Often, a pipeline line includes at least one step that depends on the output of a preceding step. For example, you might use a step that runs a python script to preprocess some data, which must then be used in a subsequent step to train a model.

## The PipelineData object

The PipelineData object is a special kind of DataReference that:

• References a location in a datastore.
• Creates a data dependency between pipeline steps.

You can view a PipelineData object as an intermediary store for data that must be passed from a step to a subsequent step.

## PipelineData step inputs and outputs

To use a PipelineData object to pass data between steps, you must:

1. Define a named PipelineData object that references a location in a datastore.
2. Specify the PipelineData object as an input or output for the steps that use it.
3. Pass the PipelineData object as a script parameter in steps that run scripts (and include code in those scripts to read or write data)

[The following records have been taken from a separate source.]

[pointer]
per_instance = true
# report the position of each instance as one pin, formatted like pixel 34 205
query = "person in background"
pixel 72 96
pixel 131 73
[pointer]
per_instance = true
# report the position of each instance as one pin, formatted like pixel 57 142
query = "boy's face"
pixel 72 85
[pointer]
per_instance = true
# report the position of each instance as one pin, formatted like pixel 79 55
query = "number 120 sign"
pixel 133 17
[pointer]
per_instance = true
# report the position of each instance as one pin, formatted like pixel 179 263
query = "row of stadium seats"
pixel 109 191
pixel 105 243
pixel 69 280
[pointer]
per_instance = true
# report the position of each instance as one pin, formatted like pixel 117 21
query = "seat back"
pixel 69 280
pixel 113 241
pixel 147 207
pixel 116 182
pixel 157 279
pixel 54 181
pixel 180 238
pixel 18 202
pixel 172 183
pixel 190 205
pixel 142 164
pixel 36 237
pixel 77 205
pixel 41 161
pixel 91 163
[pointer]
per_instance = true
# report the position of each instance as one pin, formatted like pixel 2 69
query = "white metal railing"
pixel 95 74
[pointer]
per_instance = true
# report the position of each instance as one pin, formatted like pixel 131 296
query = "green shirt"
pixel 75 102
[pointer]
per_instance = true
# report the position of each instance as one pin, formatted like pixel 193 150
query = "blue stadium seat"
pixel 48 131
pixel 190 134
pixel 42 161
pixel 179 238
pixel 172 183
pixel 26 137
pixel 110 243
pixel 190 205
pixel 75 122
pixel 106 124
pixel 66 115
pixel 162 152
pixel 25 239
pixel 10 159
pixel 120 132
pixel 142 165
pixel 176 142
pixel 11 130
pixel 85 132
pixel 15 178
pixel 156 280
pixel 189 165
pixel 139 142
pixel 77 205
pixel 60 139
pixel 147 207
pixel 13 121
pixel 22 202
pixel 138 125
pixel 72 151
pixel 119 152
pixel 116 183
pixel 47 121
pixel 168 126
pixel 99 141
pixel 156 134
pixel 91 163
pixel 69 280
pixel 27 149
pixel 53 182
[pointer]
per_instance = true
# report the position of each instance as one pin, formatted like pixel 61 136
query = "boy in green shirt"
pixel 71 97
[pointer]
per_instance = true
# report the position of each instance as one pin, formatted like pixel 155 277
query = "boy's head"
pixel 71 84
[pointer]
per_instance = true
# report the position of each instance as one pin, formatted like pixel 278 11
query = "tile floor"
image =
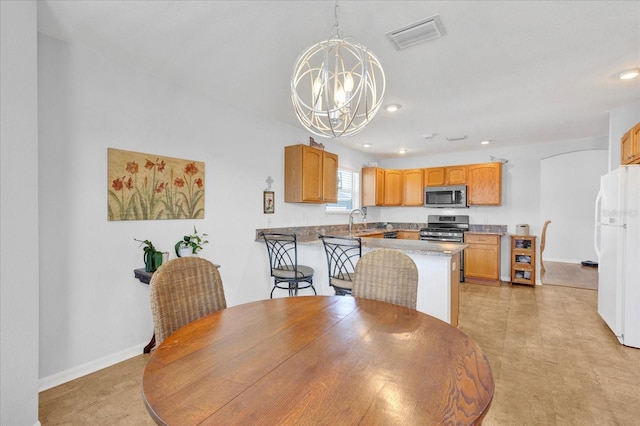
pixel 553 359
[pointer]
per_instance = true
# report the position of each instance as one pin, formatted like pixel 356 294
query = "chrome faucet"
pixel 363 212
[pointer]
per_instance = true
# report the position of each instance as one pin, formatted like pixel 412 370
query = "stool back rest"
pixel 343 254
pixel 282 250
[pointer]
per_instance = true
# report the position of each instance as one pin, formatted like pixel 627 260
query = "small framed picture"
pixel 269 202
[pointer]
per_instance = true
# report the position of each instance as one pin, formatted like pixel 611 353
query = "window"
pixel 348 192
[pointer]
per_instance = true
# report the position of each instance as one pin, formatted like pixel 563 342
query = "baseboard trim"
pixel 562 260
pixel 91 367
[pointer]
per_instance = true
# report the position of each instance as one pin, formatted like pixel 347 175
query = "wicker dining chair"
pixel 387 275
pixel 287 273
pixel 342 255
pixel 183 290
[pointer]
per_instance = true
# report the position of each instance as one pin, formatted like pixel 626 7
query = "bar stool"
pixel 342 255
pixel 283 264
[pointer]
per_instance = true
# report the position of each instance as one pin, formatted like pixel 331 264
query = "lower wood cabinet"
pixel 482 258
pixel 408 235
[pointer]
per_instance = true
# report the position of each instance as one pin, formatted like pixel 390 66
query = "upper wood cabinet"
pixel 450 175
pixel 310 175
pixel 413 187
pixel 382 187
pixel 455 175
pixel 434 176
pixel 372 189
pixel 393 187
pixel 484 184
pixel 630 146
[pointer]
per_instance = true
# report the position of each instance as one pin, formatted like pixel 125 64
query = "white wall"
pixel 521 177
pixel 18 214
pixel 93 312
pixel 569 185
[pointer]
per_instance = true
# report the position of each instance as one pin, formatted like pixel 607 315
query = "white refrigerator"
pixel 617 244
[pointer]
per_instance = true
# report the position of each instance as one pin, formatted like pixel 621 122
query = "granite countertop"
pixel 308 236
pixel 488 229
pixel 431 248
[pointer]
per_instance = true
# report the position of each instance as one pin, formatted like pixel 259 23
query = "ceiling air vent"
pixel 418 32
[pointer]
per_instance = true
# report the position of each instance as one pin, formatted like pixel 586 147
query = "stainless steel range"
pixel 447 228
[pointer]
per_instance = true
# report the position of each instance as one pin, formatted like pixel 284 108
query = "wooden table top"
pixel 317 360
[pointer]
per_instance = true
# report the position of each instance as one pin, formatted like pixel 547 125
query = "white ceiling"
pixel 514 72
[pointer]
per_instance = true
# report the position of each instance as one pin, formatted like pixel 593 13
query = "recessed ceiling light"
pixel 629 74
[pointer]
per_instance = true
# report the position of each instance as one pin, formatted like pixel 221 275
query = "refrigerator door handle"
pixel 596 232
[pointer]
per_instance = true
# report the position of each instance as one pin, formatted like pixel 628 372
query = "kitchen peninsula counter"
pixel 438 266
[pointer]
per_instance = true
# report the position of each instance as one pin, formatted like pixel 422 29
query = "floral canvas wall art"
pixel 152 187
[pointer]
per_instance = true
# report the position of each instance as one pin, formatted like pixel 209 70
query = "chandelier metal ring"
pixel 337 87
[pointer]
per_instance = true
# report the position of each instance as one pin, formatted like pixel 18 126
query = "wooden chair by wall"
pixel 183 290
pixel 542 243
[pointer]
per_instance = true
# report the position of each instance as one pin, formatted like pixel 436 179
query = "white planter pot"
pixel 185 252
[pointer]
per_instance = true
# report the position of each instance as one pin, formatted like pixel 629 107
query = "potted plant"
pixel 190 245
pixel 152 257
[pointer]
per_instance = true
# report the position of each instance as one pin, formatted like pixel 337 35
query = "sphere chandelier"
pixel 337 86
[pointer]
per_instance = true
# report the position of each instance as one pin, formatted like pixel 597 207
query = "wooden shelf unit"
pixel 523 259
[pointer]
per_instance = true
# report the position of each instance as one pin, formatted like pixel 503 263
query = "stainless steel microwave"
pixel 451 196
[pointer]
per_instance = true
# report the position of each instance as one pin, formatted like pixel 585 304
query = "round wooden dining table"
pixel 318 360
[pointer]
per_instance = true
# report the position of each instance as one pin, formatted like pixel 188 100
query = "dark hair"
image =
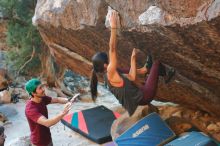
pixel 98 61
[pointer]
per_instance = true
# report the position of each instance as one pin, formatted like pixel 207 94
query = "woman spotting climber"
pixel 120 82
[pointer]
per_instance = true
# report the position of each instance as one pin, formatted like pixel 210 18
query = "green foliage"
pixel 22 36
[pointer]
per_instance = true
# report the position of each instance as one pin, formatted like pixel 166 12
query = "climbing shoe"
pixel 162 70
pixel 170 74
pixel 149 62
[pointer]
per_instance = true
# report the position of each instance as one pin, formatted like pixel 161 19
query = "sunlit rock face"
pixel 182 34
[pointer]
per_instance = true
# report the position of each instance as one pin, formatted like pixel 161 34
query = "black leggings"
pixel 149 89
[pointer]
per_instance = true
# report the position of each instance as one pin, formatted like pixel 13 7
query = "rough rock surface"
pixel 182 34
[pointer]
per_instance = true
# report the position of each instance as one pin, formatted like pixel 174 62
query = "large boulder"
pixel 182 34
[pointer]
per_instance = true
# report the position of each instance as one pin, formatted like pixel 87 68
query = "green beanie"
pixel 31 85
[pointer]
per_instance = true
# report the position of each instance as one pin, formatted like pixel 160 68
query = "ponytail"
pixel 93 85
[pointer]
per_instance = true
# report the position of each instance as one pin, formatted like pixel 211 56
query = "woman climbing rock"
pixel 121 82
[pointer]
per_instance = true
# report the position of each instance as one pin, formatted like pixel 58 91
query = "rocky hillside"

For example, the following code defines a PipelineData object that for the preprocessed data that must be passed between the steps.

from azureml.pipeline.core import PipelineData
from azureml.pipeline.steps import PythonScriptStep, EstimatorStep

# Get a dataset for the initial data
raw_ds = Dataset.get_by_name(ws, 'raw_dataset')

# Define a PipelineData object to pass data between steps
data_store = ws.get_default_datastore()
prepped_data = PipelineData('prepped',  datastore=data_store)

# Step to run a Python script
step1 = PythonScriptStep(name = 'prepare data',
source_directory = 'scripts',
script_name = 'data_prep.py',
compute_target = 'aml-cluster',
runconfig = run_config,
# Specify dataset as initial input
inputs=[raw_ds.as_named_input('raw_data')],
# Specify PipelineData as output
outputs=[prepped_data],
# Also pass as data reference to script
arguments = ['--folder', prepped_data])

# Step to run an estimator
step2 = EstimatorStep(name = 'train model',
estimator = sk_estimator,
compute_target = 'aml-cluster',
# Specify PipelineData as input
inputs=[prepped_data],
# Pass as data reference to estimator script
estimator_entry_script_arguments=['--folder', prepped_data])


In the scripts themselves, you can obtain a reference to the PipelineData object from the script argument, and use it like a local folder.

# code in data_prep.py
from azureml.core import Run
import argparse
import os

# Get the experiment run context
run = Run.get_context()

# Get input dataset as dataframe
raw_df = run.input_datasets['raw_data'].to_pandas_dataframe()

# Get PipelineData argument
parser = argparse.ArgumentParser()